What’s most interesting is people’s reaction to me. Older people might see me on the street and assume I’m deviant or a troublemaker or whatever, but I’m really not like that at all. I’m a very good girl really.”
She’s certainly a one-off though, referring to herself in the third person – “Syban is very happy today” – or littering the conversation with ‘Sybantilisms’ – made-up words to describe fictional creatures or feelings in the fantasy universe in which she immerses herself: ‘Sybantelope’, ‘Sybanticore’, ‘Sybantastistic’ and so forth.
She picked up the stage name Syban V while working for Bizarre friends Lucha Britannia. And though she speaks to Bizarre today through the fog of jetlag after five weeks sleeping on beaches in Venezuela, London is where Syban calls home, and where she’s currently studying fashion at university by day and performing by night. And when she’s not performing she’s up all night being “a crazy little scientist”, working on new clothes and wigs.
“I love London because there are creative things you can do here that you can’t do anywhere else in the world – but it can be toxic and crazy-ass too,” she asserts. “There are two halves to my life: one is all about these intense levels of theatrical creativity, making my own clothes and performing in them, and the other is escaping to the jungle or the beach … or anywhere...”
Tonight she’ll go home and stay up half the night making a cage that’s also a skirt – or possibly vice versa.
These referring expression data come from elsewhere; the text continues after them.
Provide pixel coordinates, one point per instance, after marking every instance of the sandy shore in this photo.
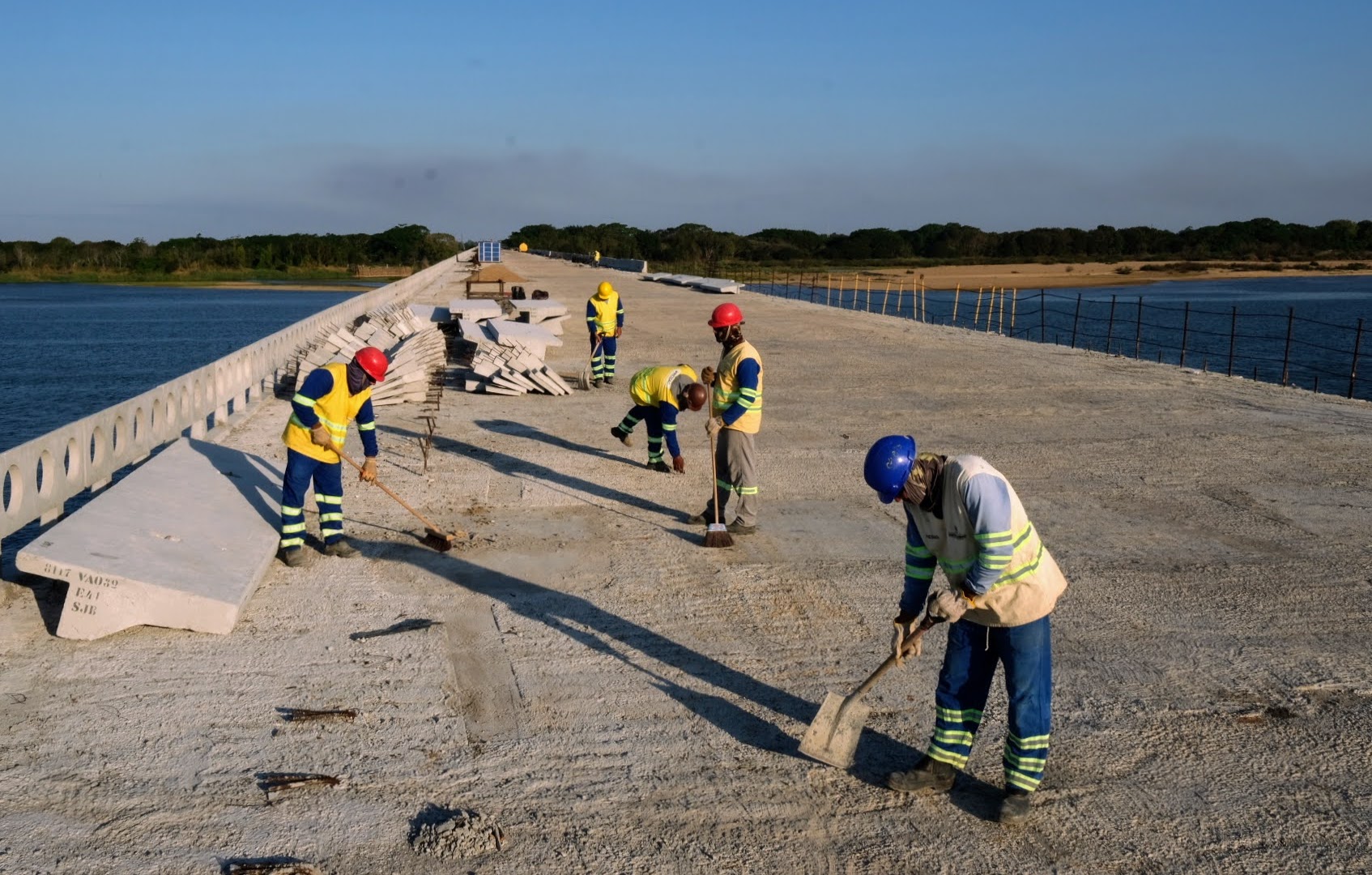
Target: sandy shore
(620, 700)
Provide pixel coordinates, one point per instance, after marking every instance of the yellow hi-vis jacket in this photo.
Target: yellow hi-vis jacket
(607, 313)
(1029, 584)
(335, 410)
(727, 391)
(652, 387)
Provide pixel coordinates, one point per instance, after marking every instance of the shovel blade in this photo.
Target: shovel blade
(834, 732)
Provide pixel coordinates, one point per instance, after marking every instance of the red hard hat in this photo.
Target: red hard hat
(726, 316)
(373, 362)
Either way it’ll be done in her own inimitable style. “There’s no persona here,” she concludes. “For some reason, people just seem to pay me to be myself.
Maybe that’s where the Salvador Dali influence comes in – art wasn’t a job for him, it was who he was. I see my life the same way: I’m a fabricator and a performer at all times. I don’t own a pair of jeans and I’m pretty much anti-Primark and anti-Top Shop. I believe that life’s full of personal choice and it’s up to you to live as wonderful a life as possible if you so choose.”